Open dhoule opened 4 years ago
Current problem is "over pruning":
mpiexec -n 16 ./mpi_dbscan -i clus50k.bin -b -m 5 -e 25
Dataset used: clus50k.bin
Number of process cores 16
Epsilon: 25 MinPts: 5
Dimensions of each point: 10
Init time 0.00420398
Local computation took 2.3343
Merging took 0.0646524
Parallel DBSCAN (init, local computation, and merging) took 2.45995 seconds
Points in clusters 46787 Noise 3213 Total points 50000
Total number of clusters 566
The number of clusters is supposed to be 51. Like before, this is just fine tuning the code...
Well, the latest lest gave accurate results, but was HORRIBLE for time:
mpiexec -n 16 ./mpi_dbscan -i clus50k.bin -b -m 5 -e 25
Dataset used: clus50k.bin
Number of process cores 16
Epsilon: 25 MinPts: 5
Dimensions of each point: 10
Init time 0.00422827
Local computation took 105.643
Merging took 0.058158
Parallel DBSCAN (init, local computation, and merging) took 105.856 seconds
Points in clusters 46914 Noise 3086 Total points 50000
Total number of clusters 51
2 things I can think of. I'm using the C++ library functions set_intersection
, and copy
. The use of the standard functions seems to add a lot of time to the code. As Josh did, and I did with a binary search usage, I'm going to have to make my own "intersection" function to speed things up.
For the copy
function, I'm just going to use a "for loop."
This will be done after I've committed the code. I've met the accuracy requirement. Now, I have to meet the time requirement.

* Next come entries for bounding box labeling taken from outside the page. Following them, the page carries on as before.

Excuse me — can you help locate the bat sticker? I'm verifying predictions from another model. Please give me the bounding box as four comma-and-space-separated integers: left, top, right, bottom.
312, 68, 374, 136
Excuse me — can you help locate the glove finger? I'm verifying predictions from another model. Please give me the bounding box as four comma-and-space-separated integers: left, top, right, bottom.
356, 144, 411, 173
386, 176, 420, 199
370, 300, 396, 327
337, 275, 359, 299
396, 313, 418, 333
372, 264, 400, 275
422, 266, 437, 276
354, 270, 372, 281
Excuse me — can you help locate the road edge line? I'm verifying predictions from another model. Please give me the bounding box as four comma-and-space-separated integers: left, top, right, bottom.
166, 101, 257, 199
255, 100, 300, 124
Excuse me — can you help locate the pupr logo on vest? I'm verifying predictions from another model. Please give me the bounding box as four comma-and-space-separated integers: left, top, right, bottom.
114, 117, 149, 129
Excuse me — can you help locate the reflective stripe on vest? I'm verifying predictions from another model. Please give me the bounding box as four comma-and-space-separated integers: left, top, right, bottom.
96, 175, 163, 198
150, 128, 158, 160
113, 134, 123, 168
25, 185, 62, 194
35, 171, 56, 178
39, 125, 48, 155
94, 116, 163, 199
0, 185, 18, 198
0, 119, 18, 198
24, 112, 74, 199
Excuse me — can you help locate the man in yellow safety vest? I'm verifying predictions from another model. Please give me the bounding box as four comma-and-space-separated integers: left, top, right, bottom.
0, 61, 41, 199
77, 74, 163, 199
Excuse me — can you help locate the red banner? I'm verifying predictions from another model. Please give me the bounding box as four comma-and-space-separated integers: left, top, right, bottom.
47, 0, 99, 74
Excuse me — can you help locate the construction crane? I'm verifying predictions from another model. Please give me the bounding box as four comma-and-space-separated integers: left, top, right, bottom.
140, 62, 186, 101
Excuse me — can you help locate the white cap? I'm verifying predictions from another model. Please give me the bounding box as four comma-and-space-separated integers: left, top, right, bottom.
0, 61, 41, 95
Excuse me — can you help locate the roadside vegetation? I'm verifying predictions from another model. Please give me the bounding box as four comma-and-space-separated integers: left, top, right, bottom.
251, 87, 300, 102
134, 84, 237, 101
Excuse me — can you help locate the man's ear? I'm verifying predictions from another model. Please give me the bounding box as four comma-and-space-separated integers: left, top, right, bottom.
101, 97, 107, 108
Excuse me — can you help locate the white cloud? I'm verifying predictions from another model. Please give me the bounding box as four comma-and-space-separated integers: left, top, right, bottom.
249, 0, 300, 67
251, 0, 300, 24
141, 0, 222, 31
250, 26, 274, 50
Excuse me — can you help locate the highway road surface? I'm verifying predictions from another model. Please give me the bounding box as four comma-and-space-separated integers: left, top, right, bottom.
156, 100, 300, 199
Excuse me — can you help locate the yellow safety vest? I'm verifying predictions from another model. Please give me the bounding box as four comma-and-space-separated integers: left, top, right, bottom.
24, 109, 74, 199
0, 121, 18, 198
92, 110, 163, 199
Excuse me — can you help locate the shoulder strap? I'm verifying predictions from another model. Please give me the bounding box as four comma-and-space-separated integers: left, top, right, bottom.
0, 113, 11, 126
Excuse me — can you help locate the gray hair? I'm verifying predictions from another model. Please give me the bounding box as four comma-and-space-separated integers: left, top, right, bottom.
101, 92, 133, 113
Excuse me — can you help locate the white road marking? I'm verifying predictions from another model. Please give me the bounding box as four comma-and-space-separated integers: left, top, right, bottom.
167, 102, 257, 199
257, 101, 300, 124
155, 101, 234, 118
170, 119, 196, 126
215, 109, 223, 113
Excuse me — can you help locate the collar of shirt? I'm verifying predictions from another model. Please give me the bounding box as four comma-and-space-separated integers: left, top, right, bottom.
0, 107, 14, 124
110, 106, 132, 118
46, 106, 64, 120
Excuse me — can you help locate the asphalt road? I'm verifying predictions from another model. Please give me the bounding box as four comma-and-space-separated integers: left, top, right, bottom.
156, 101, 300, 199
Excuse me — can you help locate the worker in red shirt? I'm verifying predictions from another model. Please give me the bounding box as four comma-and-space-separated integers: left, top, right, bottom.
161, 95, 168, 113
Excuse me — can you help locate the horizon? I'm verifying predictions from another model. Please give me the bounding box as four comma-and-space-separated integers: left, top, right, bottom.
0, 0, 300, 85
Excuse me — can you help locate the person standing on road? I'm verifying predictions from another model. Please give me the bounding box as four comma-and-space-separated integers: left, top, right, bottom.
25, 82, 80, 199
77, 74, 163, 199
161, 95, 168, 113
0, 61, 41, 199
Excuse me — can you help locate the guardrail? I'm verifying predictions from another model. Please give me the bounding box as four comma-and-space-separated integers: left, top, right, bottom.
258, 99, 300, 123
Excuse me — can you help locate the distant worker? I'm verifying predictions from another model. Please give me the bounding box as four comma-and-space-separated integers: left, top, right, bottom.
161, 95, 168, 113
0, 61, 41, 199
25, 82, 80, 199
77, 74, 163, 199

I reworked the code. I got the timing down to a more "reasonable" area, but the accuracy is off again:
mpiexec -n 16 ./mpi_dbscan -i clus50k.bin -b -m 5 -e 25
Dataset used: clus50k.bin
Number of process cores 16
Epsilon: 25 MinPts: 5
Dimensions of each point: 10
Init time 0.000541579
Local computation took 1.6466
Merging took 0.155283
Parallel DBSCAN (init, local computation, and merging) took 1.80828 seconds
Points in clusters 38250 Noise 11750 Total points 50000
Total number of clusters 4630
Some really great news! I used Josh's kdtree_set_difference
function, and got a massive increase in speed! After moving some code around, I got the accuracy back again. Will be committing soon.
The latest test results:
mpiexec -n 16 ./mpi_dbscan -i clus50k.bin -b -m 5 -e 25
Dataset used: clus50k.bin
Number of process cores 16
Epsilon: 25 MinPts: 5
Dimensions of each point: 10
Init time 0.00283968
Local computation took 30.2367
Merging took 0.055811
Parallel DBSCAN (init, local computation, and merging) took 30.3308 seconds
Points in clusters 45795 Noise 4205 Total points 50000
Total number of clusters 51
The next move needs to be getting rid of the std::copy
function. It is used twice in the dbscan.cpp
file. ~105 sec --> ~30 sec with just 1 custom function. Can't wait to see what happens with this one!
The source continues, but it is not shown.